Elaerts J, Auloge J P, Blaise C, Carette B, Hécart J, Ostermann G, Bajolet A
Arch Mal Coeur Vaiss. 1982 Sep;75(9):1085-92.
The extent of coronary artery disease after primary myocardial infarction is an important prognostic factor. The predictive value of exercise electrocardiography for multivessel disease was assessed by comparison with coronary angiography in a series of 100 patients. In the group of patients with primary anterior infarction (n = 48), 37.5% had positive exercise ECGs.
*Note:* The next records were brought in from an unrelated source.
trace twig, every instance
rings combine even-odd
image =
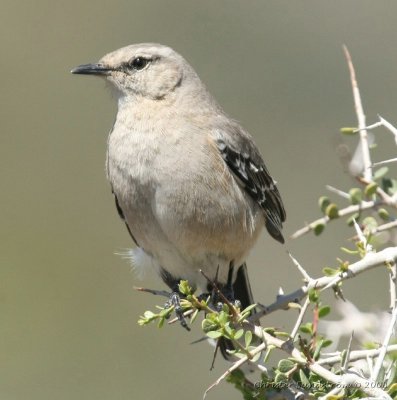
[[[346,215],[354,214],[356,212],[360,212],[363,210],[368,210],[370,208],[377,207],[378,205],[383,204],[383,202],[375,202],[375,201],[362,201],[360,204],[352,204],[345,208],[342,208],[338,211],[338,217],[344,217]],[[318,224],[327,224],[331,219],[326,215],[325,217],[316,219],[305,227],[298,229],[295,233],[293,233],[290,237],[291,239],[297,239],[300,236],[305,235],[306,233],[313,230]]]
[[[150,293],[154,294],[155,296],[163,296],[169,298],[171,293],[167,292],[166,290],[155,290],[155,289],[147,289],[143,287],[134,287],[135,290],[138,292],[145,292],[145,293]]]
[[[299,264],[299,262],[298,262],[298,260],[296,259],[296,258],[294,258],[293,256],[292,256],[292,254],[288,251],[287,252],[288,253],[288,255],[289,255],[289,258],[292,260],[292,262],[294,263],[294,265],[298,268],[298,270],[299,270],[299,272],[303,275],[303,279],[304,279],[304,281],[305,282],[310,282],[310,281],[312,281],[313,279],[310,277],[310,275],[306,272],[306,270],[302,267],[302,265],[301,264]],[[279,294],[280,294],[280,292],[279,292]],[[283,293],[281,293],[281,295],[283,295],[284,294],[284,292]]]
[[[380,115],[378,115],[378,118],[379,118],[379,122],[381,122],[381,124],[394,135],[394,140],[397,144],[397,128],[394,125],[392,125],[390,122],[388,122],[384,118],[382,118]]]
[[[383,161],[378,161],[372,164],[373,167],[377,167],[378,165],[384,165],[384,164],[391,164],[397,161],[397,158],[390,158],[388,160],[383,160]]]
[[[356,222],[355,219],[353,219],[353,224],[354,224],[354,229],[356,230],[358,239],[363,244],[365,251],[367,253],[374,251],[374,248],[372,247],[372,245],[370,243],[368,243],[368,240],[365,237],[364,232],[361,230],[360,226],[358,225],[358,223]]]
[[[347,349],[346,349],[346,355],[345,355],[345,361],[342,365],[342,371],[346,372],[347,371],[347,366],[349,365],[349,361],[350,361],[350,353],[351,353],[351,349],[352,349],[352,342],[353,342],[353,336],[354,336],[354,331],[352,331],[351,335],[350,335],[350,339],[349,339],[349,344],[347,345]]]
[[[390,342],[390,339],[391,339],[391,337],[393,335],[393,332],[394,332],[394,328],[395,328],[395,325],[396,325],[396,320],[397,320],[397,307],[394,306],[394,309],[393,309],[393,312],[392,312],[392,315],[391,315],[391,320],[390,320],[390,323],[389,323],[389,327],[387,329],[385,338],[383,340],[381,351],[379,353],[379,357],[376,360],[375,368],[374,368],[374,370],[372,371],[372,374],[371,374],[371,381],[373,381],[373,382],[376,382],[377,379],[378,379],[380,370],[381,370],[382,365],[383,365],[383,360],[385,359],[385,356],[386,356],[387,346],[388,346],[388,344]]]
[[[397,283],[397,265],[396,263],[392,263],[389,266],[390,310],[393,310],[393,308],[396,307],[397,304],[396,283]]]
[[[358,177],[357,180],[364,185],[369,185],[372,183],[371,181],[368,181],[366,178],[361,178]],[[379,197],[382,199],[384,204],[387,204],[388,206],[395,206],[396,205],[396,200],[393,199],[392,196],[389,196],[381,187],[376,188],[376,194],[379,195]]]
[[[364,232],[361,230],[360,226],[358,225],[358,223],[356,222],[355,219],[353,219],[353,225],[354,225],[354,229],[357,233],[358,240],[363,244],[365,251],[372,251],[372,246],[370,244],[368,244],[368,241],[364,235]],[[370,246],[370,248],[368,248],[368,246]]]
[[[371,181],[368,181],[366,178],[357,178],[358,181],[364,185],[368,185],[371,183]],[[327,189],[332,188],[332,186],[327,186]],[[342,191],[339,191],[339,189],[333,188],[333,190],[340,192],[339,194],[342,195]],[[361,212],[364,210],[368,210],[371,208],[378,207],[380,205],[388,205],[391,207],[396,207],[397,206],[397,193],[394,196],[389,196],[382,188],[378,187],[376,189],[376,193],[379,195],[380,199],[377,201],[362,201],[360,204],[354,204],[354,205],[349,205],[345,208],[342,208],[341,210],[338,210],[338,217],[344,217],[346,215],[354,214],[357,212]],[[342,196],[344,197],[344,196]],[[295,233],[293,233],[290,237],[291,239],[297,239],[300,236],[305,235],[306,233],[310,232],[311,230],[314,230],[314,228],[319,225],[323,224],[326,225],[330,221],[333,221],[334,219],[337,218],[329,218],[327,215],[321,218],[316,219],[315,221],[311,222],[310,224],[306,224],[301,229],[298,229]]]
[[[309,300],[308,297],[306,297],[305,303],[303,304],[303,306],[302,306],[302,308],[301,308],[301,310],[300,310],[300,312],[299,312],[298,319],[297,319],[296,322],[295,322],[294,329],[292,329],[292,332],[291,332],[291,338],[292,338],[292,340],[295,339],[295,336],[296,336],[296,334],[297,334],[298,331],[299,331],[299,327],[300,327],[300,325],[301,325],[301,323],[302,323],[302,320],[303,320],[303,317],[304,317],[304,315],[305,315],[305,313],[306,313],[306,311],[307,311],[307,307],[309,307],[309,304],[310,304],[310,300]]]
[[[366,127],[365,114],[361,102],[361,96],[360,96],[360,90],[358,88],[356,72],[354,70],[354,65],[349,50],[345,45],[343,46],[343,51],[345,53],[347,65],[349,67],[350,81],[353,90],[354,106],[357,114],[358,128],[360,129],[361,153],[363,156],[363,163],[364,163],[363,174],[365,179],[372,181],[372,168],[371,168],[372,163],[371,163],[371,155],[369,152],[368,133],[365,129]]]
[[[382,118],[380,115],[378,115],[379,121],[375,122],[372,125],[366,126],[364,129],[370,130],[374,128],[379,128],[380,126],[385,127],[387,130],[389,130],[393,136],[394,136],[394,141],[397,144],[397,128],[393,126],[390,122],[386,121],[384,118]],[[356,129],[355,132],[359,132],[361,129]]]
[[[326,189],[329,190],[330,192],[335,193],[335,194],[337,194],[338,196],[343,197],[344,199],[350,199],[349,193],[346,193],[346,192],[344,192],[344,191],[342,191],[342,190],[340,190],[340,189],[337,189],[336,187],[333,187],[333,186],[331,186],[331,185],[326,185],[325,187],[326,187]]]
[[[397,344],[392,344],[387,347],[386,353],[392,353],[397,351]],[[370,349],[370,350],[355,350],[350,353],[350,361],[357,361],[357,360],[362,360],[363,358],[374,358],[379,355],[381,352],[381,348],[379,349]],[[336,363],[341,362],[342,360],[342,354],[339,353],[335,356],[323,358],[317,361],[318,364],[320,365],[333,365]]]
[[[379,225],[373,229],[371,229],[371,235],[375,235],[379,232],[387,231],[389,229],[393,229],[397,227],[397,220],[392,222],[387,222],[386,224]]]
[[[325,396],[321,396],[319,398],[319,400],[328,400],[328,399],[332,399],[332,398],[339,398],[337,397],[338,394],[343,390],[342,386],[336,386],[334,387],[330,392],[328,392]]]
[[[271,336],[267,332],[264,332],[263,329],[259,326],[255,326],[254,333],[258,337],[263,337],[266,346],[274,346],[278,349],[285,351],[287,354],[293,357],[296,362],[301,365],[307,366],[311,371],[326,379],[328,382],[342,387],[360,387],[363,392],[366,393],[368,396],[391,400],[391,397],[385,391],[377,387],[371,387],[370,382],[367,379],[364,379],[355,373],[346,372],[344,375],[336,375],[328,369],[324,368],[318,362],[308,363],[308,360],[302,355],[302,353],[294,346],[291,346],[290,340],[283,341],[279,338]],[[263,343],[260,346],[262,345]],[[255,350],[253,350],[253,352]],[[242,364],[239,364],[239,366],[240,365]]]
[[[349,266],[349,270],[346,272],[343,272],[340,274],[339,277],[337,277],[337,281],[342,281],[345,279],[349,279],[352,276],[356,276],[359,273],[362,273],[370,268],[374,268],[376,266],[380,265],[385,265],[385,263],[390,263],[390,262],[395,262],[397,259],[397,247],[390,247],[385,250],[382,250],[379,253],[367,253],[367,255],[360,261],[352,264]],[[301,296],[300,298],[304,297],[308,290],[311,288],[323,288],[329,285],[331,281],[335,282],[334,277],[321,277],[319,279],[312,279],[306,286],[301,287],[300,289],[296,290],[295,292],[289,294],[289,295],[282,295],[279,296],[277,299],[276,303],[273,303],[271,306],[266,307],[265,310],[262,312],[258,313],[261,315],[264,315],[271,311],[275,311],[276,309],[282,309],[285,308],[286,304],[291,301],[291,298],[297,298]],[[397,310],[397,308],[395,308]],[[303,312],[301,311],[300,315],[303,315]],[[395,317],[394,317],[394,322],[395,318],[397,316],[397,311],[395,311]],[[306,357],[302,355],[302,353],[293,346],[293,343],[291,342],[290,339],[287,341],[283,341],[277,337],[271,336],[267,332],[265,332],[260,326],[253,326],[251,321],[243,321],[244,325],[249,326],[250,330],[254,331],[254,334],[261,338],[263,342],[254,350],[251,351],[251,356],[254,356],[255,354],[261,352],[265,348],[269,346],[273,346],[276,348],[279,348],[286,353],[288,353],[291,357],[293,357],[299,364],[308,366],[311,371],[316,373],[317,375],[321,376],[322,378],[326,379],[328,382],[334,383],[336,385],[341,385],[342,387],[346,386],[352,386],[356,385],[354,387],[360,387],[362,390],[368,395],[368,396],[373,396],[373,397],[378,397],[378,398],[383,398],[383,399],[390,399],[390,396],[387,395],[386,392],[384,392],[382,389],[377,388],[377,387],[372,387],[369,383],[368,380],[358,376],[355,373],[352,372],[345,372],[343,375],[336,375],[333,372],[329,371],[328,369],[324,368],[320,362],[314,362],[312,360],[307,360]],[[394,323],[393,323],[394,326]],[[295,330],[295,328],[294,328]],[[385,338],[385,347],[382,349],[382,351],[379,351],[379,358],[381,355],[384,353],[386,354],[387,351],[390,351],[390,346],[387,347],[388,342],[390,340],[392,328],[389,327],[389,335],[388,335],[388,340],[386,343],[386,338]],[[368,353],[370,350],[368,351]],[[352,360],[353,354],[349,356],[349,359]],[[383,356],[384,357],[384,356]],[[224,374],[222,374],[206,391],[204,394],[204,397],[207,395],[207,393],[214,388],[216,385],[218,385],[220,382],[222,382],[225,377],[230,374],[232,371],[235,369],[239,368],[241,365],[244,363],[248,362],[249,358],[247,356],[244,356],[240,360],[236,361]],[[337,360],[340,360],[340,356],[337,358]],[[330,359],[323,361],[322,364],[330,362]]]
[[[195,310],[190,309],[190,310],[185,311],[182,315],[183,315],[184,317],[188,317],[189,315],[193,314],[194,312],[195,312]],[[175,322],[178,322],[178,321],[179,321],[179,318],[178,318],[178,317],[175,317],[175,318],[170,319],[170,320],[168,321],[168,324],[169,324],[169,325],[175,324]]]
[[[216,294],[221,298],[222,302],[229,307],[229,311],[233,315],[233,317],[237,318],[238,315],[236,312],[236,307],[234,307],[234,305],[226,298],[226,296],[218,288],[218,285],[212,279],[210,279],[202,269],[200,269],[200,273],[204,276],[205,279],[207,279],[208,283],[212,285],[213,290],[215,290]]]
[[[265,350],[266,343],[261,343],[258,347],[252,350],[251,355],[254,356],[255,354],[260,353],[261,351]],[[215,386],[219,385],[231,372],[236,370],[237,368],[241,367],[244,363],[249,361],[247,356],[244,356],[240,360],[236,361],[229,369],[227,369],[212,385],[210,385],[207,390],[204,392],[203,399],[206,398],[207,393],[213,389]]]
[[[342,272],[336,277],[323,276],[321,278],[312,279],[307,285],[302,286],[289,294],[277,296],[276,301],[268,306],[259,304],[258,306],[261,308],[261,310],[252,315],[250,317],[250,321],[256,321],[262,318],[264,315],[288,308],[289,303],[296,303],[300,301],[307,295],[310,289],[324,289],[325,287],[336,285],[339,282],[350,279],[369,269],[385,266],[387,263],[395,263],[396,260],[397,247],[388,247],[378,253],[367,253],[363,259],[349,265],[349,269],[347,271]]]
Coronary angiography showed 62.5% single vessel disease. In multivessel disease, the sensitivity of exercise ECG was 78% and specificity 86%. The predictive value of a positive test was 78% and, for a negative test, 86%. In primary inferior infarction (n = 52), positive exercise ECGs were recorded in 48% of cases. Coronary angiography showed 48% multivessel disease. In multivessel disease, sensitivity of exercise ECG was 92% ans specificity 93%. The predictive value of a positive test was 92% and of a negative test, 93%. Therefore, exercise ECG gives a more precise prediction of the extent of coronary artery disease after primary inferior infarction than after primary anterior infarction. However, it is not an ideal guide for the choice of patient for coronary angiography because of its poor predictive value in cases of anterior infarction, and because of the high incidence of multivessel disease in patients with primary inferior infarcts. Nevertheless, it is of great prognostic value with regards to the eventual course of the coronary disease.
初次心肌梗死后冠状动脉疾病的程度是一个重要的预后因素。通过与冠状动脉造影术对比,在100例患者中评估了运动心电图对多支血管病变的预测价值。在初次前壁梗死患者组(n = 48)中,37.5%运动心电图呈阳性。冠状动脉造影显示62.5%为单支血管病变。在多支血管病变中,运动心电图的敏感性为78%,特异性为86%。阳性检查的预测价值为78%,阴性检查的预测价值为86%。在初次下壁梗死患者组(n = 52)中,48%的病例运动心电图呈阳性。冠状动脉造影显示48%为多支血管病变。在多支血管病变中,运动心电图的敏感性为92%,特异性为93%。阳性检查的预测价值为92%,阴性检查的预测价值为93%。因此,与初次前壁梗死后相比,运动心电图对初次下壁梗死后冠状动脉疾病的程度能给出更精确的预测。然而,由于其在前壁梗死病例中的预测价值较差,且初次下壁梗死患者多支血管病变的发生率较高,所以它并非冠状动脉造影患者选择的理想指导方法。尽管如此,它对于冠状动脉疾病的最终病程具有重要的预后价值。